Epigenetic Regulation of NKG2D in CD8+ T and NK cells
The human activating receptor NKG2D is mainly expressed by NK, NKT, γδ T and CD8+ T cells and, under certain conditions, by CD4+ T cells. This receptor recognizes a diverse family of ligands, leading to the activation of effector cells and triggering the lysis of target cells. The NKG2D receptor-ligand system plays an important role in the immune response to infections, tumors, transplanted graft and autoantigens. Now, Fernández-Sánchez et al. investigated the role of epigenetic mechanisms in NKG2D gene regulation in T lymphocytes and NK cells. Their findings suggest that differential NKG2D expression in the different cell subsets is regulated by epigenetic mechanisms and that its modulation by epigenetic treatments might provide a new strategy for treating several pathologies.
Chromatin Regulation in Planarian Stem Cells
In this issue of Epigenetics, the role of chromatin regulation in stem cells was studied in vivo by looking at regeneration in the freshwater planarian Schmidtea mediterranea. These animals possess a high concentration of pluripotent stem cells, which are capable of restoring any damaged or lost tissues after injury or amputation. Hubert et al. identified S. mediterranea homologs of the SET1/MLL family of histone methyltransferases and COMPASS and COMPASS-like complex proteins and investigated their role in stem cell function during regeneration. With this work, the authors characterized the function of the SET1/MLL family in the context of planarian regeneration and provided insight into the role of these enzymes in adult stem cell regulation in vivo.
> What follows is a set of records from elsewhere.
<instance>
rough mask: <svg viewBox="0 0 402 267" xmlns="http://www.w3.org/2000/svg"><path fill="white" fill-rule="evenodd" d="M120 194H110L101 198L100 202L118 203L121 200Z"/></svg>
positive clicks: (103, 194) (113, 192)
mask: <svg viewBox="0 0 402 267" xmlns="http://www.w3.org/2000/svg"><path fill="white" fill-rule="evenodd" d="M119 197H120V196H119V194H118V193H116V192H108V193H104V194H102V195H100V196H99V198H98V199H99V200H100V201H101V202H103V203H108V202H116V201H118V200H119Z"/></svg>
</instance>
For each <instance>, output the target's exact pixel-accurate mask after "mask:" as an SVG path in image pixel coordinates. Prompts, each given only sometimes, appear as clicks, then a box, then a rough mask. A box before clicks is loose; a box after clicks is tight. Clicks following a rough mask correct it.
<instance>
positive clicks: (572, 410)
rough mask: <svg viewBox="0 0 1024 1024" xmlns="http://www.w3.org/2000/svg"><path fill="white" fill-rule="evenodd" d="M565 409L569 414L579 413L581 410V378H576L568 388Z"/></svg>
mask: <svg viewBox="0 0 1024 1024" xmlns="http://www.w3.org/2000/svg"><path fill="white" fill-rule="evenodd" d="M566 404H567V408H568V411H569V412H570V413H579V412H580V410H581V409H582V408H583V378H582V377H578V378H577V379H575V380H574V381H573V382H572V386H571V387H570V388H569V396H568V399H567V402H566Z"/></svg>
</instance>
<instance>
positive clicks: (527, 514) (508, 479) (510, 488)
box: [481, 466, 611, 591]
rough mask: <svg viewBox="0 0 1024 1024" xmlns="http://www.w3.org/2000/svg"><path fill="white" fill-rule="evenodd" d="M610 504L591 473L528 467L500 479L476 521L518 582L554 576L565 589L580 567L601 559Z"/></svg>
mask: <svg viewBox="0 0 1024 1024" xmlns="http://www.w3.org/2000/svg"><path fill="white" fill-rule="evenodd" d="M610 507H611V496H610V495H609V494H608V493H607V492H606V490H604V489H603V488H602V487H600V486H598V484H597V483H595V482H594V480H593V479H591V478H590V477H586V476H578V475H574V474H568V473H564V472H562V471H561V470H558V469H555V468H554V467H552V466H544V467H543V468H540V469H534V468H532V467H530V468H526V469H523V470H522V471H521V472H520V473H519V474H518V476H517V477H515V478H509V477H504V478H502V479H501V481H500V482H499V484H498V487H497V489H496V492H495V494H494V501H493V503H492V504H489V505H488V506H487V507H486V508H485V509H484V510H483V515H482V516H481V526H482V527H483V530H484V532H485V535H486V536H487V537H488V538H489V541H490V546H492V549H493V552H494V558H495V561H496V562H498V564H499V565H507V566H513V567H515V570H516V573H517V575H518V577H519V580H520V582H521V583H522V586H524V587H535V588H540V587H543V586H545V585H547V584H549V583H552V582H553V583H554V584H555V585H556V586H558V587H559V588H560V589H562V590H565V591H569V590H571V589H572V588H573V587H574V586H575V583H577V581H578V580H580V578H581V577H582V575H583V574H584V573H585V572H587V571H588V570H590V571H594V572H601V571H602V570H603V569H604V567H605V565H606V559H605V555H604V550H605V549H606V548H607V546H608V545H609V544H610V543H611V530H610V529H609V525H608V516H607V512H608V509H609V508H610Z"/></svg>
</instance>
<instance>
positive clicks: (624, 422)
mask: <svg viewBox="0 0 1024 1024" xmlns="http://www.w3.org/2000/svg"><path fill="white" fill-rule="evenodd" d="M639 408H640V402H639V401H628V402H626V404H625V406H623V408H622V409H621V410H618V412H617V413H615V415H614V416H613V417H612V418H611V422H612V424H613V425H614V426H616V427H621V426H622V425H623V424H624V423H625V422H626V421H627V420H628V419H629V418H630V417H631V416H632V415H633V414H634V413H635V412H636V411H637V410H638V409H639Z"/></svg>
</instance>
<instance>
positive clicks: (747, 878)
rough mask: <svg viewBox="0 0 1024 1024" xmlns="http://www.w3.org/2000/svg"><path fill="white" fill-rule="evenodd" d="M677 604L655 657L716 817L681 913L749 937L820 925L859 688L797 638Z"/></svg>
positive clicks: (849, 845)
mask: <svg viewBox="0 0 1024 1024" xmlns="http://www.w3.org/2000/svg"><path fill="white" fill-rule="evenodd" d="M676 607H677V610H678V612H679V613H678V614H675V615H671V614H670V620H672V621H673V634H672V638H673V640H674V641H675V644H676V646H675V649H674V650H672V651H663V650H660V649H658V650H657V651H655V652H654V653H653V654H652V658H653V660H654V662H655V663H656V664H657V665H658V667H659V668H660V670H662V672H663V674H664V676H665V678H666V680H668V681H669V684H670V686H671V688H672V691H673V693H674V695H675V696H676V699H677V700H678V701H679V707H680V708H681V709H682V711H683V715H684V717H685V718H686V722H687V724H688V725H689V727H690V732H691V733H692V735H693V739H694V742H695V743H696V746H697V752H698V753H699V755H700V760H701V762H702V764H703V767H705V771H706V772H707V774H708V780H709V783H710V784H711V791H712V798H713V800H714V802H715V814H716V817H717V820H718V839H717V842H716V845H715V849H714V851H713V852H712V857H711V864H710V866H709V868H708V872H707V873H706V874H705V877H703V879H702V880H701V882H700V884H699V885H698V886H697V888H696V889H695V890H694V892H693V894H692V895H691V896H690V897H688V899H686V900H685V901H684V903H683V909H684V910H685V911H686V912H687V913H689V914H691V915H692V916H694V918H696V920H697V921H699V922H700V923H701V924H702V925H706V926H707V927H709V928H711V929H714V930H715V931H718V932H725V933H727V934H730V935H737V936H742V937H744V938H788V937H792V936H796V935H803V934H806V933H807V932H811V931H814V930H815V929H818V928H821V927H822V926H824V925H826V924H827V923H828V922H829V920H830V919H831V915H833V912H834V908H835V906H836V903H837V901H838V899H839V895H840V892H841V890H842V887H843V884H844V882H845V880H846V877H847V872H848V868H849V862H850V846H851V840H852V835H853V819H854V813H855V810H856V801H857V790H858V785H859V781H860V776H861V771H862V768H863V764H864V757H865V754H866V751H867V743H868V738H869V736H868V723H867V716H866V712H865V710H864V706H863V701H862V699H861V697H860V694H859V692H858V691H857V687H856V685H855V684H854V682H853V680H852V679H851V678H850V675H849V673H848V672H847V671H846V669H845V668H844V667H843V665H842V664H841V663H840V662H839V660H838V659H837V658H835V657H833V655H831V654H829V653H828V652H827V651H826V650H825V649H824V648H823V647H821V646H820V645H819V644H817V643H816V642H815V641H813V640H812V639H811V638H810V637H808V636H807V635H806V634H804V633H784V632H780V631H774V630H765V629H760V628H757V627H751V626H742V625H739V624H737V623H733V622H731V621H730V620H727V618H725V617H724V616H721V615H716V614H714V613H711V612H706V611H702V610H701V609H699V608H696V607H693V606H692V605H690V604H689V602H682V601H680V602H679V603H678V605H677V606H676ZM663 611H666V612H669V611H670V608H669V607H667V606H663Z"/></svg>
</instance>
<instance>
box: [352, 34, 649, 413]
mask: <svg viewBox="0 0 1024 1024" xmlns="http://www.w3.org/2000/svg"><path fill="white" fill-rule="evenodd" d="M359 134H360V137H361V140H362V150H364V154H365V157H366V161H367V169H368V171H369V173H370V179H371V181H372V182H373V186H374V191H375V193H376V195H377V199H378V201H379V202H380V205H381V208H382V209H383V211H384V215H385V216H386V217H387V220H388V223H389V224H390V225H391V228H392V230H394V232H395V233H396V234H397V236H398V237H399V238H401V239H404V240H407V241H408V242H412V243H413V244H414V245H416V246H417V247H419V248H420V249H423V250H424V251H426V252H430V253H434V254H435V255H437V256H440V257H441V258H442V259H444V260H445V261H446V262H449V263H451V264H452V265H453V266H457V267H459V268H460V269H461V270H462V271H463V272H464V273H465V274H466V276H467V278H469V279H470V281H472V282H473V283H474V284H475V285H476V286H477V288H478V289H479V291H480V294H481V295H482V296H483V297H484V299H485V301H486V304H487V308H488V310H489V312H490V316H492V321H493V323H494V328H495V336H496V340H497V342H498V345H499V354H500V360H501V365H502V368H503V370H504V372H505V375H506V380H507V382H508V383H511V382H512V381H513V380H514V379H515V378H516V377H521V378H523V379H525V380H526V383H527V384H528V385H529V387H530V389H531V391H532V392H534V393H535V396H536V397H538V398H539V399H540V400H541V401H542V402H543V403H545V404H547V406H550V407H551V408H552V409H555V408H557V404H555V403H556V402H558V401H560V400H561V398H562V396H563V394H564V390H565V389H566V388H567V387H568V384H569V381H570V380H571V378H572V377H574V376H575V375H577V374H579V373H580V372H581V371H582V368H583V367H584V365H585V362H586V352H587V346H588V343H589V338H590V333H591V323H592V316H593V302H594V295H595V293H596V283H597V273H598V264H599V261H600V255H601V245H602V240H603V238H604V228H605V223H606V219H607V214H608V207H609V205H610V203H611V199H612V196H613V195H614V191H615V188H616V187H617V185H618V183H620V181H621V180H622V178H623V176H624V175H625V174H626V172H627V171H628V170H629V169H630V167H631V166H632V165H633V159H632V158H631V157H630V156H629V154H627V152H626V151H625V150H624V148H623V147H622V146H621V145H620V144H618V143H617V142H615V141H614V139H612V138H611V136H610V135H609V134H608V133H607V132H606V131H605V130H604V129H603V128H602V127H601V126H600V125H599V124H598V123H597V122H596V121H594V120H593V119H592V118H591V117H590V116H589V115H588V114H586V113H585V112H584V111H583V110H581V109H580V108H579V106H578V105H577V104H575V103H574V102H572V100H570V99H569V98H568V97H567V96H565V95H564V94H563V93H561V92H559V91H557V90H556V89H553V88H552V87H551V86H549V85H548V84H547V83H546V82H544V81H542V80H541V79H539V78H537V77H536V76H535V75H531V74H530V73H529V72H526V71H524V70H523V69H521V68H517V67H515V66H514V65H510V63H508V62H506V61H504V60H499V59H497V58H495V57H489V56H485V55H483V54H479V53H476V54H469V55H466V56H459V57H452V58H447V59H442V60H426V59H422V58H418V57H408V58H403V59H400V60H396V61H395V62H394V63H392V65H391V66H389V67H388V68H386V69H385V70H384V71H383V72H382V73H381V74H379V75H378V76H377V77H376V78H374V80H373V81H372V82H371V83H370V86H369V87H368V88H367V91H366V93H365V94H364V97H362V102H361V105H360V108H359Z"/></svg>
The Epigenome of AML Stem and Progenitor Cells
Acute myeloid leukemia (AML) is sustained by a population of cancer stem cells (CSCs); however, the mechanisms underlying switches from CSCs to non-CSCs in vivo are not understood. Yamazaki et al. performed a genome-wide screening for DNA methylation and selected histone modifications. The authors found no major differences in DNA methylation, especially in promoter CpG islands, between CSCs and non-CSCs. By contrast, they found thousands of genes that change H3K4me3 and/or H3K27me3 status between stem and progenitor cells as well as between progenitor and mature cells. This novel data indicates that histone modifications, but not promoter DNA methylation, are involved in switches from CSCs to non-CSCs in AML.
Breast Cancer and keap1 Methylation
Keap1 is an adaptor protein that mediates the ubiquitination/degradation of genes regulating cell survival and apoptosis under oxidative stress conditions. In this issue, Barbano et al. determined the methylation status of the KEAP1 promoter in primary breast cancers, pre-invasive lesions and paired normal breast tissues by quantitative methylation specific PCR. Among their results, the authors found that aberrant promoter methylation of the KEAP1 gene is involved in breast cancerogenesis. The identification of patients with KEAP1 epigenetic abnormalities may contribute to disease progression prediction in breast cancer patients.
SuBLiME: A New Method for the Enrichment of Methylated DNA
Ross et al. describe a new method, called streptavidin bisulfite ligand methylation enrichment (SuBLiME), that involves the specific labeling (using a biotin-labeled nucleotide ligand) of methylated cytosines in bisulfite-converted DNA. The authors argue that SuBLiME is highly adaptable and can be combined with deep sequencing library generation and/or genomic complexity-reduction. SuBLiME is effective in the enrichment of methylated nucleic acid and in the detection of known and novel biomarkers. Here, the authors used SuBLiME in a pilot study aimed at the discovery of colorectal cancer biomarkers from leukocytes.